Fernández plantea reforma judicial que sacude la división de poderes
San José. La presidenta Laura Fernández presentó una propuesta de reforma al Poder Judicial que ha encendido las calles y los ánimos políticos: limitar los mandatos de los magistrados y recortar partidas del presupuesto del Poder Judicial. La iniciativa, según reportes y comentarios en France 24, ha provocado protestas masivas y un debate intenso sobre la independencia judicial y el futuro de la democracia costarricense.
La propuesta llega con dos ejes claros: acortar la permanencia de quienes integran la Corte y reducir recursos públicos destinados a la administración de justicia. Para sus promotores, estas medidas son una tijera que corta privilegios y abre espacios para la renovación; para sus críticos, equivalen a darle tijera a la columna vertebral institucional, con riesgo de politizar nombramientos y debilitar la capacidad de juzgar con autonomía.
En un análisis para France 24, el politólogo Sergio Araya advirtió que la reforma puede terminar “rearmando la justicia al ritmo de la mayoría política”, una posibilidad que encendió alarmas entre organizaciones que defienden la separación de poderes. En las últimas semanas, asociaciones de magistrados y colectivos ciudadanos han salido a las calles para reclamar garantías de independencia y transparencia.
¿Qué está en juego para la gente común? La justicia no es un lujo técnico: es cómo se resuelven conflictos laborales, cómo se garantiza el acceso a pensiones, cómo se sanciona la corrupción que erosiona servicios públicos. Recortar presupuesto puede traducirse en juzgados con menos personal, retrasos en causas sensibles y obstáculos para quienes dependen del sistema para reclamar derechos básicos. Al mismo tiempo, limitar mandatos podría servir para refrescar bancas corroídas por redes de complacencia; el problema es cómo y con qué salvaguardas se hace esa renovación.

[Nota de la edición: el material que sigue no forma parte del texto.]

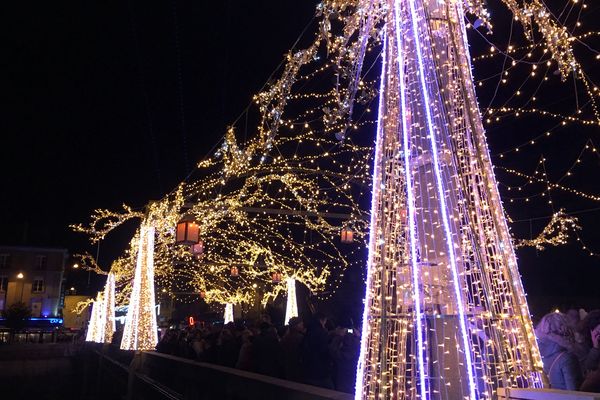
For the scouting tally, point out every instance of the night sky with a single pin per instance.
(113, 102)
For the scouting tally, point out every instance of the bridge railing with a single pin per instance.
(155, 376)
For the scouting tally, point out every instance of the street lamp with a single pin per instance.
(20, 276)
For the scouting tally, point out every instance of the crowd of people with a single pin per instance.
(311, 354)
(570, 348)
(569, 344)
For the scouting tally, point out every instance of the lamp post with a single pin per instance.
(20, 276)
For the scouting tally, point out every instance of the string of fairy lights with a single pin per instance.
(263, 206)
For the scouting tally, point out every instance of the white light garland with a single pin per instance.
(141, 331)
(291, 307)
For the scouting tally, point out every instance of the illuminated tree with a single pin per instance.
(141, 330)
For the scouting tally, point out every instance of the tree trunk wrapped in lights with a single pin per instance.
(445, 315)
(109, 309)
(95, 331)
(141, 331)
(291, 307)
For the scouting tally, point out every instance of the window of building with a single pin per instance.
(4, 261)
(40, 262)
(37, 286)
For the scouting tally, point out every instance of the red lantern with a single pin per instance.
(347, 235)
(198, 248)
(188, 232)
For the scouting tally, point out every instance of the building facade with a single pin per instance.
(34, 276)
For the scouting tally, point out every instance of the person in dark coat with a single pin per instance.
(590, 331)
(345, 350)
(267, 352)
(292, 350)
(557, 347)
(228, 347)
(316, 360)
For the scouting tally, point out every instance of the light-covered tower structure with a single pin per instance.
(445, 312)
(141, 330)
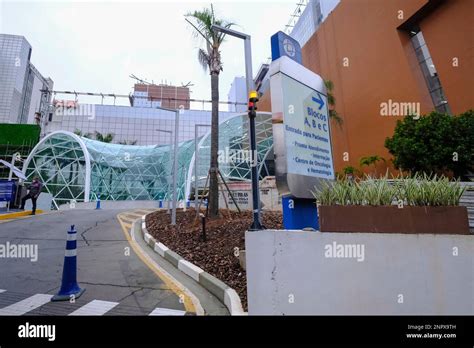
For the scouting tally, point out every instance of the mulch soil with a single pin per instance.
(215, 255)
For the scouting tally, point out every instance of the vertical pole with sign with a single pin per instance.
(301, 133)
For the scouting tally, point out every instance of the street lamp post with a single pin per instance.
(171, 168)
(196, 127)
(256, 225)
(175, 161)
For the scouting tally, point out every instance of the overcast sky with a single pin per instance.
(93, 46)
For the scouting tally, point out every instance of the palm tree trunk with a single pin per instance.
(213, 184)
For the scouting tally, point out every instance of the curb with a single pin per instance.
(222, 291)
(12, 215)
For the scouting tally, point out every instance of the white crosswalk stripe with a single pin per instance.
(95, 307)
(167, 311)
(26, 305)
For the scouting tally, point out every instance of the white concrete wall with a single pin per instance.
(288, 272)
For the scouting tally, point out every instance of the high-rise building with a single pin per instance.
(166, 96)
(238, 94)
(20, 81)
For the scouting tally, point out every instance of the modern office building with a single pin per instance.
(166, 96)
(77, 169)
(238, 94)
(139, 125)
(390, 52)
(20, 81)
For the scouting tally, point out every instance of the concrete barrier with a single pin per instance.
(300, 272)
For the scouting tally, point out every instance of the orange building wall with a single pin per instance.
(382, 66)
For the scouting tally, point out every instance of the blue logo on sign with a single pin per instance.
(284, 45)
(318, 100)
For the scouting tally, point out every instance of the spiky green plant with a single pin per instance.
(418, 190)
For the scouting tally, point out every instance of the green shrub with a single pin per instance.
(419, 190)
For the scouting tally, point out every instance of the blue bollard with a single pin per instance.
(69, 287)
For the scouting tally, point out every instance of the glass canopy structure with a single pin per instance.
(78, 169)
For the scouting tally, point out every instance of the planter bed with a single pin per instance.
(216, 255)
(391, 219)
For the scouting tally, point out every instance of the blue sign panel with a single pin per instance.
(284, 45)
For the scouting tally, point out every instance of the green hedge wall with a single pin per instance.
(19, 134)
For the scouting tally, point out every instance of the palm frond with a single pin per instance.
(203, 58)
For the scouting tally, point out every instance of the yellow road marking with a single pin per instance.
(16, 214)
(188, 303)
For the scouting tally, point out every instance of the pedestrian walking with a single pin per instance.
(34, 191)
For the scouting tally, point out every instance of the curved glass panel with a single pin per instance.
(129, 172)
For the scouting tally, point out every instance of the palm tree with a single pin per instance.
(210, 58)
(107, 138)
(332, 102)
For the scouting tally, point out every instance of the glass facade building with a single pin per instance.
(145, 125)
(20, 81)
(78, 169)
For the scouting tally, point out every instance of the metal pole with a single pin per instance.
(256, 225)
(248, 64)
(175, 168)
(196, 126)
(171, 168)
(195, 166)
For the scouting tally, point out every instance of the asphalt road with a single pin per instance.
(108, 268)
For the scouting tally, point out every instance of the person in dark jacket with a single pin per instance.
(34, 191)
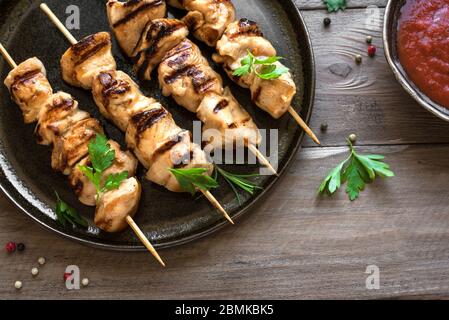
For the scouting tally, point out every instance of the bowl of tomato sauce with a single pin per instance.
(416, 41)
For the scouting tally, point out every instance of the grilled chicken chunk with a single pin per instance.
(151, 132)
(85, 59)
(129, 18)
(29, 88)
(58, 115)
(241, 36)
(71, 147)
(224, 114)
(159, 37)
(114, 206)
(187, 76)
(273, 96)
(178, 153)
(85, 189)
(207, 19)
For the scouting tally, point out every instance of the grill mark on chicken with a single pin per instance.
(146, 119)
(136, 12)
(185, 160)
(111, 86)
(200, 82)
(184, 46)
(25, 78)
(162, 32)
(221, 105)
(167, 146)
(247, 28)
(81, 48)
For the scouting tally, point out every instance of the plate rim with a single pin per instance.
(8, 188)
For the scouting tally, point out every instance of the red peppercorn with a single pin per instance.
(372, 51)
(11, 247)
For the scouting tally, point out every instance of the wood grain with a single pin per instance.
(318, 4)
(366, 99)
(294, 245)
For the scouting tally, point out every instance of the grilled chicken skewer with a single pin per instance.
(189, 78)
(69, 130)
(151, 132)
(212, 21)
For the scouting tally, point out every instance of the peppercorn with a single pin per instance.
(35, 272)
(10, 247)
(353, 138)
(41, 261)
(20, 247)
(67, 276)
(372, 51)
(85, 282)
(18, 285)
(324, 126)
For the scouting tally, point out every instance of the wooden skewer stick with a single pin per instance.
(130, 220)
(304, 125)
(262, 158)
(58, 23)
(73, 41)
(144, 239)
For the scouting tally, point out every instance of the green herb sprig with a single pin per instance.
(239, 181)
(335, 5)
(102, 157)
(193, 179)
(265, 68)
(66, 214)
(357, 171)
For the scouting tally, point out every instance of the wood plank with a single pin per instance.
(293, 245)
(318, 4)
(365, 99)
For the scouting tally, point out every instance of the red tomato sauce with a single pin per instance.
(423, 46)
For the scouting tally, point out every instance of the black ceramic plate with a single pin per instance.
(392, 16)
(167, 219)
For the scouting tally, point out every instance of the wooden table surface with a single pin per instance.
(294, 245)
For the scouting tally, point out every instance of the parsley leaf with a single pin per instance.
(264, 68)
(193, 179)
(66, 214)
(101, 154)
(356, 171)
(335, 5)
(239, 181)
(102, 157)
(113, 181)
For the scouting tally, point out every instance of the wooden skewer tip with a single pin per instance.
(144, 239)
(304, 125)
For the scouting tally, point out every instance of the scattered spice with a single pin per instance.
(41, 261)
(372, 51)
(85, 282)
(35, 272)
(10, 247)
(324, 126)
(18, 285)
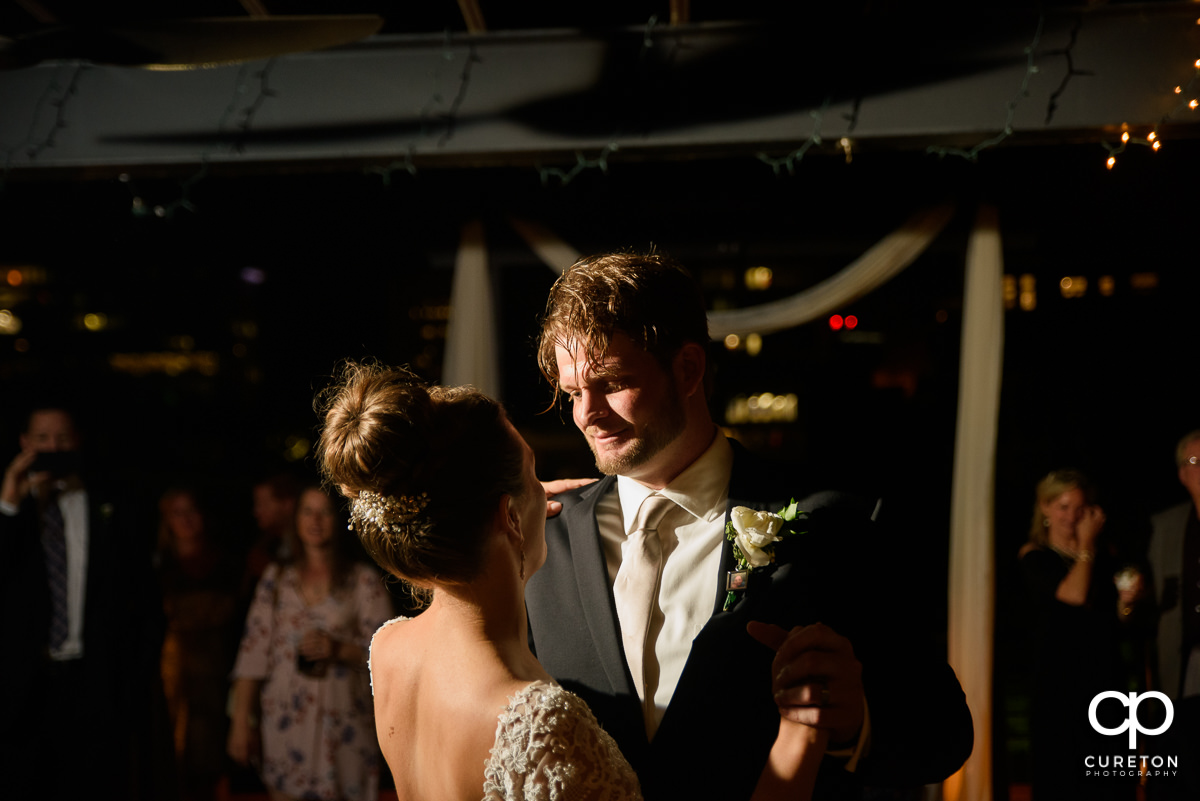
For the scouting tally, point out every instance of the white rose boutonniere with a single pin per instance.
(754, 535)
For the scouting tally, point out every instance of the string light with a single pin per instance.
(581, 163)
(61, 95)
(139, 208)
(791, 160)
(1067, 53)
(1153, 139)
(1031, 68)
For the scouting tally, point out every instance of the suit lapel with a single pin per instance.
(595, 592)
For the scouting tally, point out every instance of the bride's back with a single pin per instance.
(436, 710)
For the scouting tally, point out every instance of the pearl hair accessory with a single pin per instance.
(387, 512)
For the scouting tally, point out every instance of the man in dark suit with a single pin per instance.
(81, 621)
(689, 676)
(1174, 556)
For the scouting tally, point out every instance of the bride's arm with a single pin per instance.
(791, 769)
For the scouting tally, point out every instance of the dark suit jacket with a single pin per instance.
(714, 736)
(1165, 556)
(121, 633)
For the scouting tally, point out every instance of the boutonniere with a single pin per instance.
(754, 536)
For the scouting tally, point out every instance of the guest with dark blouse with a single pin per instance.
(1071, 585)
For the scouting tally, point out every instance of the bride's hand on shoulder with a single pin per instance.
(561, 486)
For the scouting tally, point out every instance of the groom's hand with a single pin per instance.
(815, 676)
(561, 486)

La reforma también desnuda fallas institucionales. Hay demandas reales de eficiencia y transparencia en el Poder Judicial que ningún sector sensato puede desestimar. La clave está en distinguir entre cambios para mejorar el servicio público y cambios que usen la gestión financiera como palanca política. Hasta ahora, la propuesta de Fernández viene sin un paquete claro de mecanismos de protección —por ejemplo, criterios objetivos para nombramientos, instancias de control ciudadano o garantías procesales— que puedan disipar temores legítimos.
En la Asamblea Legislativa el debate será inevitable. La presidenta, según su equipo, busca mostrar resultados rápidos frente a críticas por impunidad y lentitud; la oposición y grupos ciudadanos piden audiencias públicas, evaluación técnica y la participación de universidades y organizaciones sociales para evitar decisiones apresuradas.
El pulso entre renovación y resguardo de la autonomía judicial no es sólo un asunto de élites. Afecta la confianza en instituciones que mantienen la convivencia y los derechos. Como metáfora, se podría decir que una reforma mal diseñada es como extirpar una pieza enferma sin anotar qué órganos colaterales requieren protección: el riesgo es que el paciente empeore.
Cabe exigir claridad: que la reforma venga acompañada de estudios de impacto, plazos realistas, mecanismos de rendición de cuentas y foros abiertos donde la ciudadanía pueda opinar. En un momento de protesta en las calles y voces en los medios, la responsabilidad de los legisladores y del Ejecutivo es cuidar que la búsqueda de mejoras no termine por socavar la democracia que, precisamente, pretende proteger.
Fuentes consultadas: declaraciones de la Presidencia, reacciones del Poder Judicial y el análisis del politólogo Sergio Araya en France 24.